Electoral college in the Guiana colonies

The College of Kiezers was an electoral college in the Dutch colonies of Essequibo and Demerara and their successor, British Guiana.

==History==
The College of Kiezers (from the Dutch 'kiezers' meaning voters) was established by Laurens Storm van 's Gravesande, Commander of the Dutch colony of Essequibo as an electoral college for Dutch planters to elect members of the Court of Policy and Council of Justice as places became vacant. Sitting together, the Court of Policy and the College of Kiezers formed the Combined Court. The Colleges had an equal number of members from the Dutch West India Company (WIC) and civilians. In 1789 Essequibo and Demerara were merged into a single administration, and joint Colleges were established.

After the British took control of Guiana in 1803, the college came to be seen as the domain of the Dutch colonists. Facing opposition from the body, Lieutenant Governor of Demerara Hugh Lyle Carmichael abolished it in 1812, giving its duties to the Financial Representatives, who were elected by the public, although with a severely limited franchise.
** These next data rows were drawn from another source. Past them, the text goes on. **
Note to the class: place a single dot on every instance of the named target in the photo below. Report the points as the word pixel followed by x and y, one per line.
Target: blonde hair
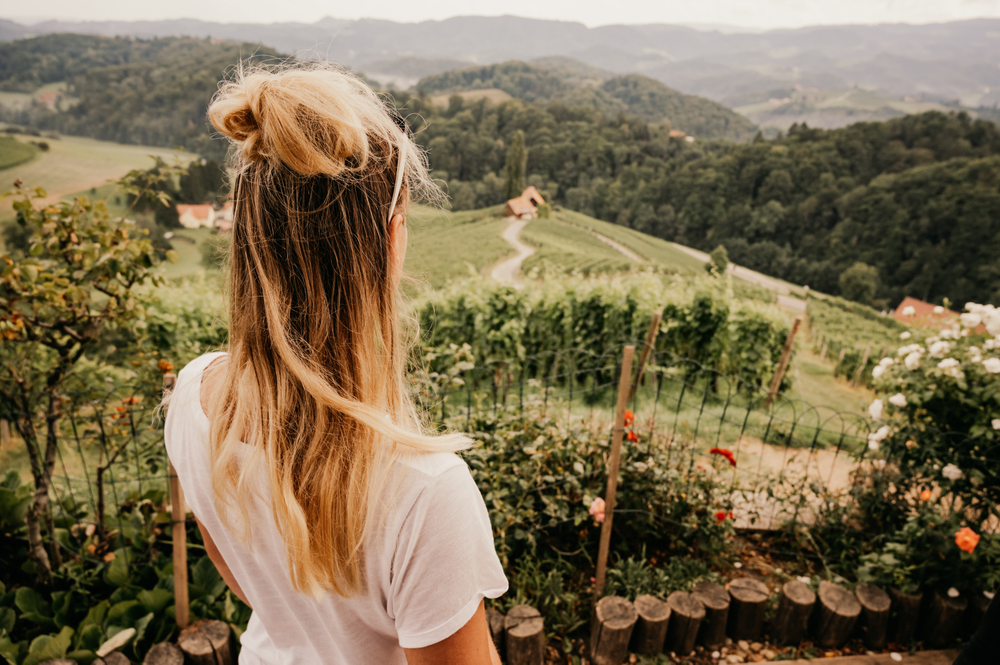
pixel 315 379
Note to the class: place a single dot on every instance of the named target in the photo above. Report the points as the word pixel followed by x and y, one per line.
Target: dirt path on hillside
pixel 782 290
pixel 509 270
pixel 619 247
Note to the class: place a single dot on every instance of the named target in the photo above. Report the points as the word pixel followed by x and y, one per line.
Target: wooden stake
pixel 786 354
pixel 613 462
pixel 178 515
pixel 864 361
pixel 647 350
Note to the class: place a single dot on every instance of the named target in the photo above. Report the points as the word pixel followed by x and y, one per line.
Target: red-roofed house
pixel 525 206
pixel 922 314
pixel 224 218
pixel 195 216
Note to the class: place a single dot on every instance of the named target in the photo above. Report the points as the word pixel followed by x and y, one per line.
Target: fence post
pixel 864 362
pixel 613 463
pixel 647 350
pixel 786 353
pixel 178 517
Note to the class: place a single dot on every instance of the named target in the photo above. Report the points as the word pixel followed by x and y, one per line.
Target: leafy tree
pixel 859 283
pixel 718 261
pixel 78 281
pixel 516 166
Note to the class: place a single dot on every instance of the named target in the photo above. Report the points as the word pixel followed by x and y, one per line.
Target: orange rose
pixel 966 539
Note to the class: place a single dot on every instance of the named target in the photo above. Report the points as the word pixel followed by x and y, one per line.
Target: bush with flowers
pixel 929 482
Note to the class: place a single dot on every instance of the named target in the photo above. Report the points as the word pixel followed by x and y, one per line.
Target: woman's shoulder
pixel 432 465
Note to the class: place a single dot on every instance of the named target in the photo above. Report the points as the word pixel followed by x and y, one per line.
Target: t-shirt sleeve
pixel 445 561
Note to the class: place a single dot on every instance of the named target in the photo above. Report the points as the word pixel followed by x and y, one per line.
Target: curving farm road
pixel 509 270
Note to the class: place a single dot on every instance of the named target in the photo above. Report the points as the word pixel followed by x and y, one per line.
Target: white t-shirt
pixel 427 570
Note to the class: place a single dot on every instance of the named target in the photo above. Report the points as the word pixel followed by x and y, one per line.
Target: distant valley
pixel 858 72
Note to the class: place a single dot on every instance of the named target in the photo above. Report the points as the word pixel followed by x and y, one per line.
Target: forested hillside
pixel 151 92
pixel 916 197
pixel 559 81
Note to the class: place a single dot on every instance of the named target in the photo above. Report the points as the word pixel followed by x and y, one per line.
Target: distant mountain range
pixel 952 63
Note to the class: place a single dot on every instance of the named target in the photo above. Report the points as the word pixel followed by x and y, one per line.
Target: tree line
pixel 914 200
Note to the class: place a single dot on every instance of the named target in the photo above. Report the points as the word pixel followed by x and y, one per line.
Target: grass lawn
pixel 14 153
pixel 570 247
pixel 75 164
pixel 655 250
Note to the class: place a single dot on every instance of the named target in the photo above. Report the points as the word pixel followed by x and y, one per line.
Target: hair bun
pixel 315 120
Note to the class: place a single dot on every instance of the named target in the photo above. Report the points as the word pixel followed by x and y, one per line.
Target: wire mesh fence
pixel 778 464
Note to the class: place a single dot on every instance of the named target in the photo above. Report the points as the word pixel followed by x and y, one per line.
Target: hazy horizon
pixel 722 15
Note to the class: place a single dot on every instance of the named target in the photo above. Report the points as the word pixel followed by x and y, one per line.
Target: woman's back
pixel 352 533
pixel 427 568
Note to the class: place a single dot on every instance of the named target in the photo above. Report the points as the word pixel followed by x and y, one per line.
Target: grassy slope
pixel 443 245
pixel 14 153
pixel 74 165
pixel 650 248
pixel 569 247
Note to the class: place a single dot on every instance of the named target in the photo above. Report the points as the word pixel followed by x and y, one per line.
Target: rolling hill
pixel 944 61
pixel 574 84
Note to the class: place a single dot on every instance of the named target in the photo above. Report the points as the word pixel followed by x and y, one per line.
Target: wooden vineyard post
pixel 779 372
pixel 647 350
pixel 178 516
pixel 613 462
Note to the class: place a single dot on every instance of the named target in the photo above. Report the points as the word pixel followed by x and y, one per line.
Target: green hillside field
pixel 74 165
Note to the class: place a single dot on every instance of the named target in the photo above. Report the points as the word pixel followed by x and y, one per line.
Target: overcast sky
pixel 757 14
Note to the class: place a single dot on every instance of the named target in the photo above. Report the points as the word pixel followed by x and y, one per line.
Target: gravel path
pixel 783 291
pixel 508 270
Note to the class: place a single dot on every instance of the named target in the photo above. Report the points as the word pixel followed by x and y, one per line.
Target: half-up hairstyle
pixel 313 395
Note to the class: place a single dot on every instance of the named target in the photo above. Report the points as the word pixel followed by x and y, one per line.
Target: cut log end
pixel 715 598
pixel 748 602
pixel 611 630
pixel 837 612
pixel 524 631
pixel 875 606
pixel 651 627
pixel 686 613
pixel 791 620
pixel 164 654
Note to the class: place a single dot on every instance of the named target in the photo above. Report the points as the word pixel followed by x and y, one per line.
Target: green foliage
pixel 848 327
pixel 914 197
pixel 148 92
pixel 718 261
pixel 700 322
pixel 859 283
pixel 517 159
pixel 14 152
pixel 633 94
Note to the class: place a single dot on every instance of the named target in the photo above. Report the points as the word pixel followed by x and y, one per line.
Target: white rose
pixel 951 472
pixel 970 320
pixel 938 349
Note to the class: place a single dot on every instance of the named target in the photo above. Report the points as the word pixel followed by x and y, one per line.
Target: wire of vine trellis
pixel 83 461
pixel 111 477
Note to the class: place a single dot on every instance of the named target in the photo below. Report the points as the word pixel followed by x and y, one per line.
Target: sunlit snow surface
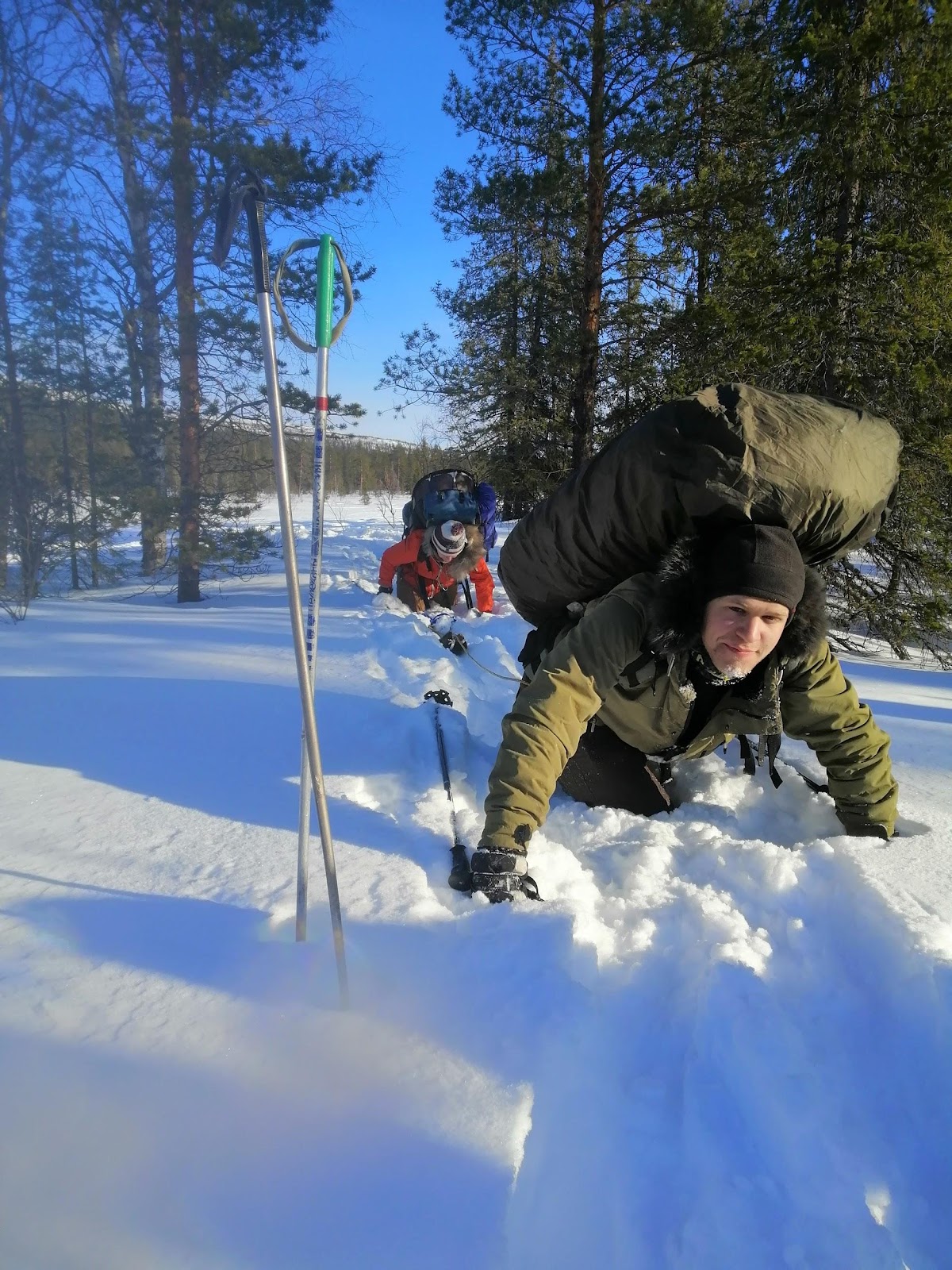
pixel 724 1041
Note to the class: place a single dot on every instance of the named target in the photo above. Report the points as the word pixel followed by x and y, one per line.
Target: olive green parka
pixel 598 668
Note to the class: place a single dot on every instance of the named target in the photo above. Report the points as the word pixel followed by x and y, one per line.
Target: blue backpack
pixel 452 495
pixel 486 503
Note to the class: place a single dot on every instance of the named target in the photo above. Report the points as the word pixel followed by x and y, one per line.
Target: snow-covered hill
pixel 724 1041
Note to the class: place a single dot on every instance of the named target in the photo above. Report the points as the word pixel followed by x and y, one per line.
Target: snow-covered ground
pixel 724 1041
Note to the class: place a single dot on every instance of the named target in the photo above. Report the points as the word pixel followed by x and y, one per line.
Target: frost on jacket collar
pixel 469 558
pixel 677 614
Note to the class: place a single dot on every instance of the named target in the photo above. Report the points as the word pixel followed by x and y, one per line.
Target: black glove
pixel 454 641
pixel 865 829
pixel 858 829
pixel 501 874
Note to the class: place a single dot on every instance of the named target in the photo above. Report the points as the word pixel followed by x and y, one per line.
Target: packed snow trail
pixel 723 1041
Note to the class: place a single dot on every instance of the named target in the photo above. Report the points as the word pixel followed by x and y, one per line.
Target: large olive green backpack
pixel 825 469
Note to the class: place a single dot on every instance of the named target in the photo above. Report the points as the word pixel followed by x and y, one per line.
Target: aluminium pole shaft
pixel 298 625
pixel 323 340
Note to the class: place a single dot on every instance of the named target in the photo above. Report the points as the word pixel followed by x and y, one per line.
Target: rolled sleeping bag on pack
pixel 824 469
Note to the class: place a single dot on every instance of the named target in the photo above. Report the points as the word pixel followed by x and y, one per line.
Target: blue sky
pixel 400 57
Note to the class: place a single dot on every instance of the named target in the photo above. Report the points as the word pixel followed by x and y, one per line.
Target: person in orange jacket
pixel 429 565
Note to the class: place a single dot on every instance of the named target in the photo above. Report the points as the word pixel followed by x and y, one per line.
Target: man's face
pixel 740 632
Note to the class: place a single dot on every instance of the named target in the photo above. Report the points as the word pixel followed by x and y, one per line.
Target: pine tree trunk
pixel 92 468
pixel 65 451
pixel 587 379
pixel 4 502
pixel 190 399
pixel 19 478
pixel 149 422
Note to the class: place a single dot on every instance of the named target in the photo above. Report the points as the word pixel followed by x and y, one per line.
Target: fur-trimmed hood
pixel 676 611
pixel 466 562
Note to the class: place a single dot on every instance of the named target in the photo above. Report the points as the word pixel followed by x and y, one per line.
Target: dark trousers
pixel 606 772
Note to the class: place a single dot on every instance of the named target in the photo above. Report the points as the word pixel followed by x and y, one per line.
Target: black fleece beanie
pixel 758 560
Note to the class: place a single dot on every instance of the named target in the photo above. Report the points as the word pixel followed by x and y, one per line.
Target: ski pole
pixel 251 196
pixel 460 876
pixel 325 334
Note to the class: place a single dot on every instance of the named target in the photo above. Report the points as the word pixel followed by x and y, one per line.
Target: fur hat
pixel 448 540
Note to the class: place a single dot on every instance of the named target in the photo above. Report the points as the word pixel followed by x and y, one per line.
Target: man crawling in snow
pixel 429 564
pixel 727 639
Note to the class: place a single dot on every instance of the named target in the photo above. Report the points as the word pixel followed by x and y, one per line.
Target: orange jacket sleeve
pixel 400 554
pixel 482 581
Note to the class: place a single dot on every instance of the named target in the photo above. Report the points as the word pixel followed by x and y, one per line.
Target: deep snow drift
pixel 724 1041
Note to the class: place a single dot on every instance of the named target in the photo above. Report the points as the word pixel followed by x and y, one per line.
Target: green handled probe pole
pixel 251 197
pixel 323 340
pixel 327 333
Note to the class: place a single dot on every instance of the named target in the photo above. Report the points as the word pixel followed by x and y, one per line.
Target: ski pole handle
pixel 324 333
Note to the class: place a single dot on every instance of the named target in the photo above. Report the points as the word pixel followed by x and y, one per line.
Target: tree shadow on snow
pixel 221 749
pixel 116 1161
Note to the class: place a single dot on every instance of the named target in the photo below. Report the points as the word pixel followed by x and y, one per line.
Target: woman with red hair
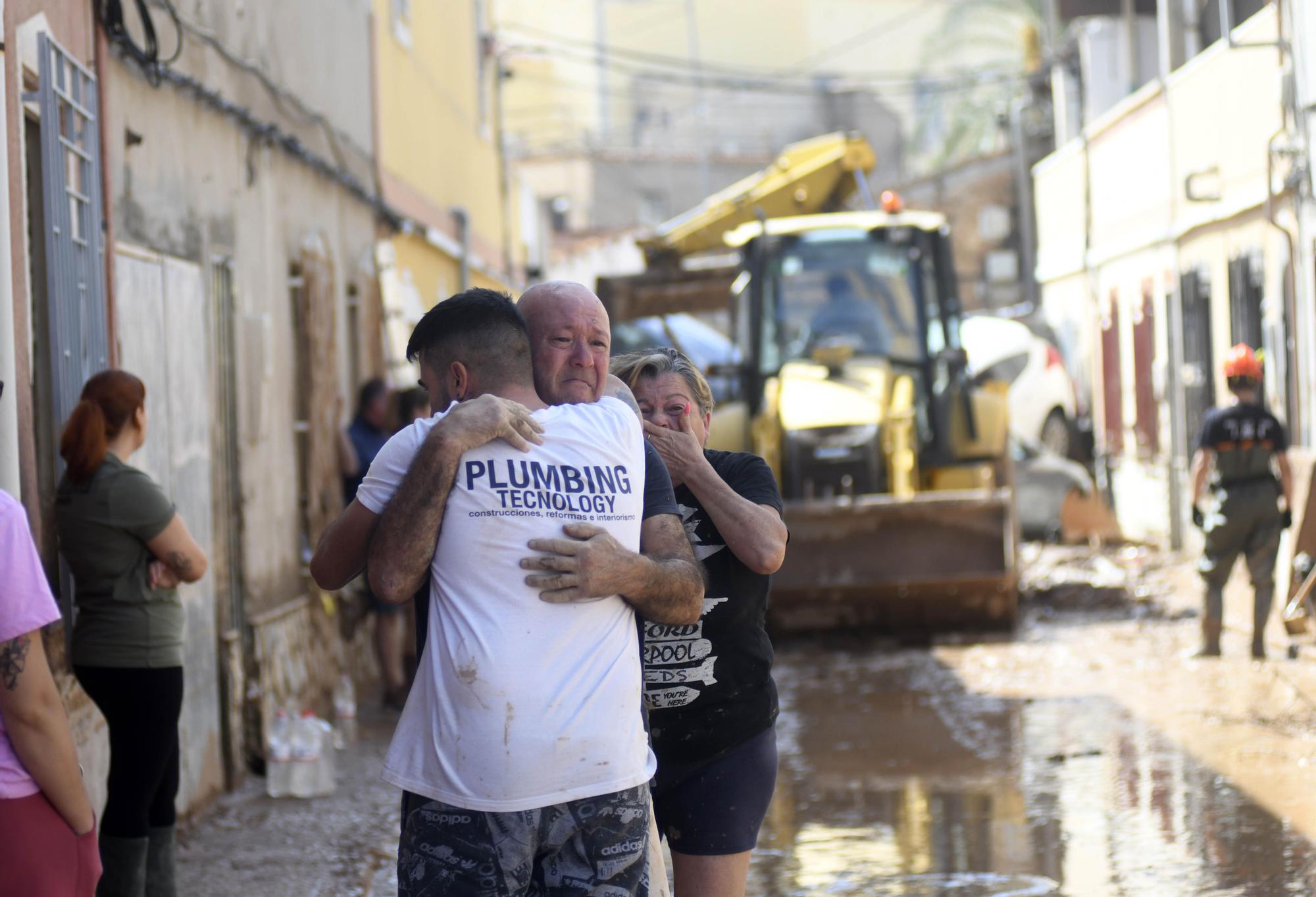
pixel 128 550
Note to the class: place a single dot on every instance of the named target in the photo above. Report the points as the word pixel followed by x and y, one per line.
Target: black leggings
pixel 143 708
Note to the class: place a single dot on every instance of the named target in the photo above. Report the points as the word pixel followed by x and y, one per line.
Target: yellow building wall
pixel 438 130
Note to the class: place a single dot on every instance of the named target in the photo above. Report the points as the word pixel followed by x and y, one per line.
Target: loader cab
pixel 856 294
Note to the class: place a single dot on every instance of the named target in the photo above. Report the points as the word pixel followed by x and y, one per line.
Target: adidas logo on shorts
pixel 624 848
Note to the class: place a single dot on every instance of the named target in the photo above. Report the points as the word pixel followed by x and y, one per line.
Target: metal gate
pixel 76 242
pixel 1246 295
pixel 1197 374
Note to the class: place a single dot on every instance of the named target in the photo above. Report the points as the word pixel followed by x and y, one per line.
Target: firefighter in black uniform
pixel 1246 446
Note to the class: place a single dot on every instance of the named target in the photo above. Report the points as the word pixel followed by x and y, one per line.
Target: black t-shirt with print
pixel 710 684
pixel 1244 438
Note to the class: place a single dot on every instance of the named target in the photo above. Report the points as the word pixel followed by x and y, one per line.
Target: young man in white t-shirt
pixel 522 745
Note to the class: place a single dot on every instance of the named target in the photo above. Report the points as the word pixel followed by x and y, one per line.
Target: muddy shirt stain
pixel 469 673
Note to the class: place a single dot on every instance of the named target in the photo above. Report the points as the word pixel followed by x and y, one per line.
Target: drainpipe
pixel 464 237
pixel 1293 383
pixel 1171 38
pixel 1289 105
pixel 106 196
pixel 1025 197
pixel 11 476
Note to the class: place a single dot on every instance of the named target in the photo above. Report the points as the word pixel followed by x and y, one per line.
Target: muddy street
pixel 1082 757
pixel 1086 757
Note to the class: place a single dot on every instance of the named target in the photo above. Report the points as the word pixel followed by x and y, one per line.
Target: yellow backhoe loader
pixel 893 462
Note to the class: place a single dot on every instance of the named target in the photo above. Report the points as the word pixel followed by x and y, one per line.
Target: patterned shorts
pixel 597 846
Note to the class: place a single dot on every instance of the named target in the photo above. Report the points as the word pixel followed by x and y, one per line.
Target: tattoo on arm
pixel 14 655
pixel 181 563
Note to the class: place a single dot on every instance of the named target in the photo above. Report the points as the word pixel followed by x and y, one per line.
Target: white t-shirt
pixel 519 703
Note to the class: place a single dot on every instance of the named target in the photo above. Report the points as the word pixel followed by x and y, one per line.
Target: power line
pixel 964 82
pixel 863 37
pixel 589 53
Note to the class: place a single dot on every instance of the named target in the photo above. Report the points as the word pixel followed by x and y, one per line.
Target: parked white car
pixel 1042 394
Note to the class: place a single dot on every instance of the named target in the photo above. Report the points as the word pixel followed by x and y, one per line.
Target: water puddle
pixel 894 781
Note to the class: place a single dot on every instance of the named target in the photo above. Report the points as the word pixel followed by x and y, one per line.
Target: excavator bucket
pixel 936 562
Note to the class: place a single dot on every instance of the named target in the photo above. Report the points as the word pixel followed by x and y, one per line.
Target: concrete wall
pixel 1115 215
pixel 197 188
pixel 70 22
pixel 163 313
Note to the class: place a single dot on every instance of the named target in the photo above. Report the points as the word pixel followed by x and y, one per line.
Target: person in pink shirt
pixel 48 831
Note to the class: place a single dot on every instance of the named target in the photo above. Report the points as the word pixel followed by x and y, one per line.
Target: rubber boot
pixel 160 863
pixel 124 861
pixel 1211 629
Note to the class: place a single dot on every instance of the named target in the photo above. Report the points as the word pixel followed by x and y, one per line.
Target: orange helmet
pixel 1242 362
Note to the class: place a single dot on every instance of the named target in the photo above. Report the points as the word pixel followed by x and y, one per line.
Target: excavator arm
pixel 814 175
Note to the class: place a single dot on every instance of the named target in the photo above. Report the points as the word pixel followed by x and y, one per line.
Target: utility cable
pixel 111 13
pixel 284 99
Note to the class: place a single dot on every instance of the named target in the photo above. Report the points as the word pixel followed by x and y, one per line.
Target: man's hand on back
pixel 588 566
pixel 403 545
pixel 664 584
pixel 472 424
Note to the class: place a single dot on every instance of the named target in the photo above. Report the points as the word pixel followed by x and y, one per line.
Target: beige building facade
pixel 1156 255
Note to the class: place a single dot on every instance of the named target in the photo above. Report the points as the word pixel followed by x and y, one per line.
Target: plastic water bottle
pixel 306 756
pixel 326 765
pixel 278 757
pixel 344 712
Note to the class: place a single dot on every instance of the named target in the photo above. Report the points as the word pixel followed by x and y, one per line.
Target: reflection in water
pixel 894 781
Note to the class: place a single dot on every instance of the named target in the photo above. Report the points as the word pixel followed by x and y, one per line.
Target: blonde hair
pixel 653 362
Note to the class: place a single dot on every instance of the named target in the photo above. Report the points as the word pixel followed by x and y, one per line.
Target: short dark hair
pixel 481 328
pixel 370 391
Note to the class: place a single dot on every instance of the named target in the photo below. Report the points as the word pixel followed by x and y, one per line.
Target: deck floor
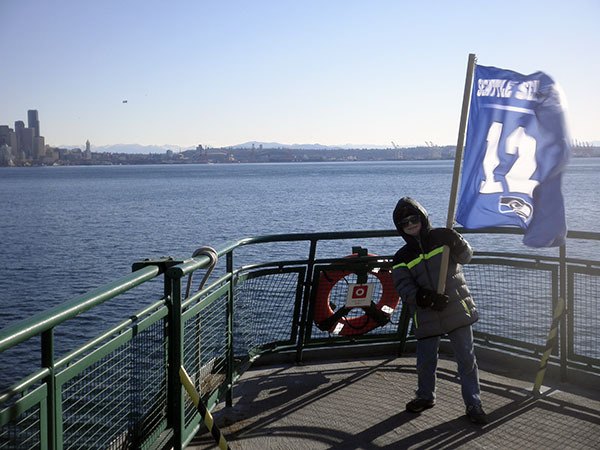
pixel 359 404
The college was re-established in the 1830s, with its members elected for life by planters. When a vacancy arose in the Court of Policy, the college would nominate two candidates, which the remaining members of the Court of Policy would vote on. However, other parts of the business community objected to the college's monopoly on selecting Court of Policy members. In October 1845 the Reform Association petitioned Queen Victoria to abolish the body and widen the electoral franchise.

The College of Kiezers was abolished for a second time in 1891 when a new constitution allowed for direct elections to the Court of Policy.